All fields are required: this table can be empty (header-row only), but any non-header rows must leave no fields blank.

Some examples:

  • If you don't have any collections associated with proteins, this table should be left empty.
  • If you have exactly one protein associated with each collection, this table will have as many rows as collection.tsv.
  • If you have five proteins associated with each collection, this table will have five times as many rows as collection.tsv.
  • If some but not all of your collections are associated with one or more proteins, this table will contain one row for each protein assigned to each such collection (and the resulting row count will not have any obvious relationship to the number of rows in collection.tsv, which is both expected and fine in such a case).
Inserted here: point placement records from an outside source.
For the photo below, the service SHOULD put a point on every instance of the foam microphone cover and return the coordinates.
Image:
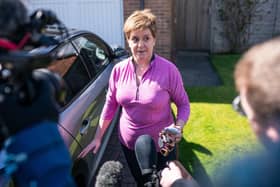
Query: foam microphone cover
(146, 154)
(109, 175)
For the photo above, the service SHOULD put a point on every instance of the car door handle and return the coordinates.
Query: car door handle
(85, 126)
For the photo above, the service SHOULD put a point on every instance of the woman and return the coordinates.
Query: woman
(144, 85)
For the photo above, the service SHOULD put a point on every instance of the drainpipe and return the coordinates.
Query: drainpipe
(142, 4)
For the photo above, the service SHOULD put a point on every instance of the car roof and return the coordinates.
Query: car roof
(62, 36)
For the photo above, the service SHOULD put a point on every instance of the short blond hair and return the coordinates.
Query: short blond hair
(258, 71)
(140, 19)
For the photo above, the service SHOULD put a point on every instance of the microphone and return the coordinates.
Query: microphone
(146, 154)
(110, 174)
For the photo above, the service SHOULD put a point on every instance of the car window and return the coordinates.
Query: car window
(69, 65)
(92, 53)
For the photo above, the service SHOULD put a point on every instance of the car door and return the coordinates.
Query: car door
(85, 66)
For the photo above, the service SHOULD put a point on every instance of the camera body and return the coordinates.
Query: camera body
(20, 78)
(165, 140)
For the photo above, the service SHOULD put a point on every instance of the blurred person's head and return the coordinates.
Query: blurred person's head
(13, 15)
(140, 31)
(257, 79)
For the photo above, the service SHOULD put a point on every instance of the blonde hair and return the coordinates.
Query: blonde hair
(140, 19)
(259, 72)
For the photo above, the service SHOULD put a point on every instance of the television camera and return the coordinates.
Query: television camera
(19, 66)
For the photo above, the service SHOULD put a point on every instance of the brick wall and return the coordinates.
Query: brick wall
(265, 25)
(163, 11)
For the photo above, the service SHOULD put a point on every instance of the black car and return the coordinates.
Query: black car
(84, 61)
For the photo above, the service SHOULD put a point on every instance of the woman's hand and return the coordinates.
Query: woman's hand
(93, 146)
(176, 137)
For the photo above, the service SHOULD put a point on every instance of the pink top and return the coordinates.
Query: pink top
(145, 109)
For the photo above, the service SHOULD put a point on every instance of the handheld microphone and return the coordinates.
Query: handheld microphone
(146, 156)
(110, 174)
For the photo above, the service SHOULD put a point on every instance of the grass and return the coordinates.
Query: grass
(215, 133)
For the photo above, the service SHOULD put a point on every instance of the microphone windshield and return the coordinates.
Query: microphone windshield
(146, 154)
(110, 174)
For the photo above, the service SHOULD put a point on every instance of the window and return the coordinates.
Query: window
(92, 54)
(69, 65)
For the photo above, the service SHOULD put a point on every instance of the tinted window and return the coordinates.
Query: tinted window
(92, 53)
(70, 66)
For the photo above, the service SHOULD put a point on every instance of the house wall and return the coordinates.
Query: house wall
(265, 25)
(163, 11)
(103, 17)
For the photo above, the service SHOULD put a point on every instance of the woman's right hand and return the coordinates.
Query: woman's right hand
(93, 146)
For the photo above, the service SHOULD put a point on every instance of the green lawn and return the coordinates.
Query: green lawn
(215, 133)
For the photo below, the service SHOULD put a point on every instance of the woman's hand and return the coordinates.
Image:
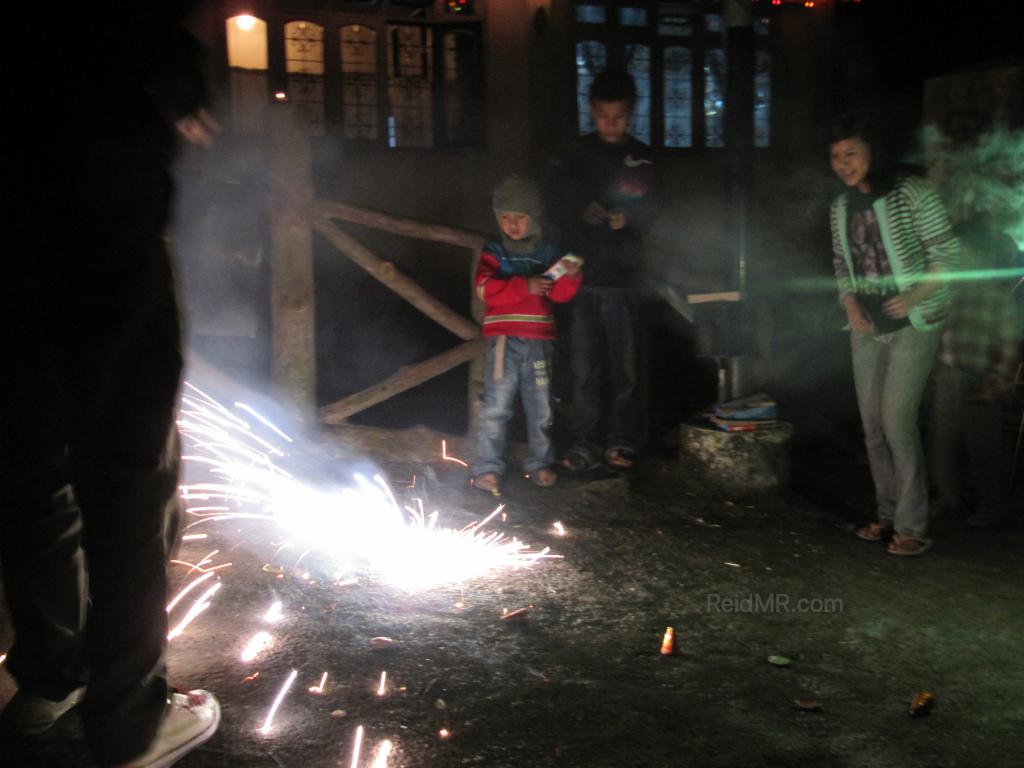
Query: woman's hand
(859, 320)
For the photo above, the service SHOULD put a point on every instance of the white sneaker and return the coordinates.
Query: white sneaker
(190, 719)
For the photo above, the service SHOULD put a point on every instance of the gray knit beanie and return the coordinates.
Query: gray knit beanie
(518, 195)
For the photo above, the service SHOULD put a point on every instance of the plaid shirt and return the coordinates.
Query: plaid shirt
(984, 330)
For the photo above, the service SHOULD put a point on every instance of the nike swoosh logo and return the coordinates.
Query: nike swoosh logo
(631, 163)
Field Field Description Required? Field Value Type Extra Info
collection_id_namespace Identifier namespace for this collection Required string This will be the value of id_namespace in the row in collection.tsv corresponding to the collection referenced in this row. If your program has not registered multiple CFDE identifier namespaces, this will be exactly the same value for all rows.
collection_local_id The ID of this collection Required string This will be the value of local_id in the row in collection.tsv corresponding to the collection referenced in this row.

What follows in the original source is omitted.